10-minute abs workout
Stomach crunch
Target: abdominal muscles
Lie on your back, knees bent and feet flat on the floor, hip-width
apart. Place your hands on your thighs, across your chest or behind your
ears. Slowly curl up towards your knees until your shoulders are about
three inches off the floor. Hold the position for a few seconds and
lower down slowly. Perform 12 stomach crunches.
Tips:
- Don’t tuck your neck into your chest as you rise
- Contract your abs throughout exercise
- Don’t yank your head off the floor
Oblique crunch
Target: oblique muscles
Lie on your back, knees bent and feet flat on the floor, hip-width
apart. Roll your knees to one side down to the floor. Place your hands
across your chest or behind your ears. Slowly curl up towards your hips
until your shoulders are about three inches off the floor. Hold the
position for a few seconds and lower down slowly. Perform 12 oblique
crunches and repeat on the opposite side.
Tips:
- Don’t tuck your neck into your chest as you rise
- Contract your abs throughout the exercise
- Don’t yank your head off the floor
Plank
Target: low back and core muscles
Lie on your front propped up on your forearms and toes. Keep your
legs straight and hips raised to create a straight and rigid line from
head to toe. Your shoulders should be directly above your elbows.

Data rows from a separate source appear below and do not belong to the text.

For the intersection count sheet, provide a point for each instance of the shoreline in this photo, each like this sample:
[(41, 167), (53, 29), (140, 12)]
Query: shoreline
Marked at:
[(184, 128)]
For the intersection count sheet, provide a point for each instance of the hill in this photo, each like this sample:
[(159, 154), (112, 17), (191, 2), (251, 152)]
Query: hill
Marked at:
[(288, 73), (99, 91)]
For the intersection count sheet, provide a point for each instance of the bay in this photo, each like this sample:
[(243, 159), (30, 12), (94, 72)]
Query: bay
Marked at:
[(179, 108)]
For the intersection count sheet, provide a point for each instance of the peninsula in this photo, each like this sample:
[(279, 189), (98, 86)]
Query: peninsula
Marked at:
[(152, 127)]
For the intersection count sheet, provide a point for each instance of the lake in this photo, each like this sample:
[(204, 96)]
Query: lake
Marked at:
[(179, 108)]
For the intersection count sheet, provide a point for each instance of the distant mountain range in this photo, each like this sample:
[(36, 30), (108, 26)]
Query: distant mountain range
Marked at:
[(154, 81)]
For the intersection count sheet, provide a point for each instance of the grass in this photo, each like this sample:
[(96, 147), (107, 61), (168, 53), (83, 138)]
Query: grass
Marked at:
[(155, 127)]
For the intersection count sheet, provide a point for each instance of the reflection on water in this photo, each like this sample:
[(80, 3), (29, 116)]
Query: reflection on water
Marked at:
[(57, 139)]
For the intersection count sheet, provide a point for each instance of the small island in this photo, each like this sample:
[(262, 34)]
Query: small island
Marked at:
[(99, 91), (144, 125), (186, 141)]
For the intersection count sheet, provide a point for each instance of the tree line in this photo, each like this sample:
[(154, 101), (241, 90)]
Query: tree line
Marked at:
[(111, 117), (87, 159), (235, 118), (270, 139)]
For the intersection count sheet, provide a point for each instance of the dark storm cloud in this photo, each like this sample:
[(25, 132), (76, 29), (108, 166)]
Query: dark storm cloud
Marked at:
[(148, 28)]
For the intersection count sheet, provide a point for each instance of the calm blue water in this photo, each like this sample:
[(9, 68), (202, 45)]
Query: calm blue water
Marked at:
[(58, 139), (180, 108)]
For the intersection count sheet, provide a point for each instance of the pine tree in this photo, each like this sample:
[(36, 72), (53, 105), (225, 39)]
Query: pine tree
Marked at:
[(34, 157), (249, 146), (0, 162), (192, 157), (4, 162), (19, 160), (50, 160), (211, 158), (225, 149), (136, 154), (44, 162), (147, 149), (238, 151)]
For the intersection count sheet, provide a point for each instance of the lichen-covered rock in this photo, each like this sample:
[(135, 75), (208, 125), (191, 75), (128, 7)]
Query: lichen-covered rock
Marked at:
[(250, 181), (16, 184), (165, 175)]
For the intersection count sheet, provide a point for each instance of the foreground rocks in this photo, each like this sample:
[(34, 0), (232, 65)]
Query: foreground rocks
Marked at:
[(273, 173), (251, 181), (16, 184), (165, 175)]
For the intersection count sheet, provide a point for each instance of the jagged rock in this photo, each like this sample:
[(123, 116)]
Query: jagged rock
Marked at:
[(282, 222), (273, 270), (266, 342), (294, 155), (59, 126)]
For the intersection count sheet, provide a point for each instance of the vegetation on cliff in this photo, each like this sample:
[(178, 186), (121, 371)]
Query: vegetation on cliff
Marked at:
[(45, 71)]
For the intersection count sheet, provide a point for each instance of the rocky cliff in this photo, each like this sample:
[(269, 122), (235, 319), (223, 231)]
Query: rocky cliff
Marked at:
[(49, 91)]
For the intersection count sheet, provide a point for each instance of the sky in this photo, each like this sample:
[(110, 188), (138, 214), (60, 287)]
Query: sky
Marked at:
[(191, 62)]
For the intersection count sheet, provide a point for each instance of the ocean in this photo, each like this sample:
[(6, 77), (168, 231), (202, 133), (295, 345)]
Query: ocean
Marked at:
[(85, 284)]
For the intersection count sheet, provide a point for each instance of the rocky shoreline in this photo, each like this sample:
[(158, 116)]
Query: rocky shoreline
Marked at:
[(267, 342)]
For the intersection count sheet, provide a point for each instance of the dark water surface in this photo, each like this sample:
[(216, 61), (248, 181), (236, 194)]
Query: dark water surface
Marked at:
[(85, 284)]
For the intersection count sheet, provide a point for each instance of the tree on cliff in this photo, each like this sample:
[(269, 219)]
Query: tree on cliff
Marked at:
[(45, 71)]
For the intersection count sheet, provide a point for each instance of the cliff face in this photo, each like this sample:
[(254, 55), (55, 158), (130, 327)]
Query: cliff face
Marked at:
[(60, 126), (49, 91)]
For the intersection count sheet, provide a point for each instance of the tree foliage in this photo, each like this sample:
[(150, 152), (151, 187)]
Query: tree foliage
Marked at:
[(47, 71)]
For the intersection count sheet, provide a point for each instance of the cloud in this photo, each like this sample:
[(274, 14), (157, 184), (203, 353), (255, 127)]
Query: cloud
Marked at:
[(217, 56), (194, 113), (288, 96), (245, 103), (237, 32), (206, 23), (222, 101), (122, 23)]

Focus
on keeping your abs contracted during the exercise. Hold this position
for 5 to 10 seconds and repeat 8 to 10 times.
Tips:
- Don't allow low back to sink during the exercise
- You should be looking at the floor
- For an easier version, perform plank with knees on the floor
Side plank
Target: low back and core muscles
Lie on your side propped up on an elbow. Your shoulder should be
directly above your elbow. Straighten your legs and raise your hips to
create a straight and rigid line from head to toe. Keep your neck long
and shoulders down and away from your ears. Keep your abs contracted
during the exercise. Hold this position for 5 to 10 seconds and repeat 8
to 10 times. Repeat exercise on the other side.
Tips:
- Keep your hips forward during the exercise
- Don't let your low back sink
- For an easier version, perform side plank with knees on the floor
Stomach crunch with legs raised
Target: lower abdominals
Lie on your back with your knees bent and feet flat on the floor,
hip-width apart. Place your hands across your chest. Slowly pull your
knees into your chest, keeping them bent at 90 degrees, until your
buttocks and tailbone come off the floor. Hold the position for a moment
and lower down slowly. Perform 12 crunches.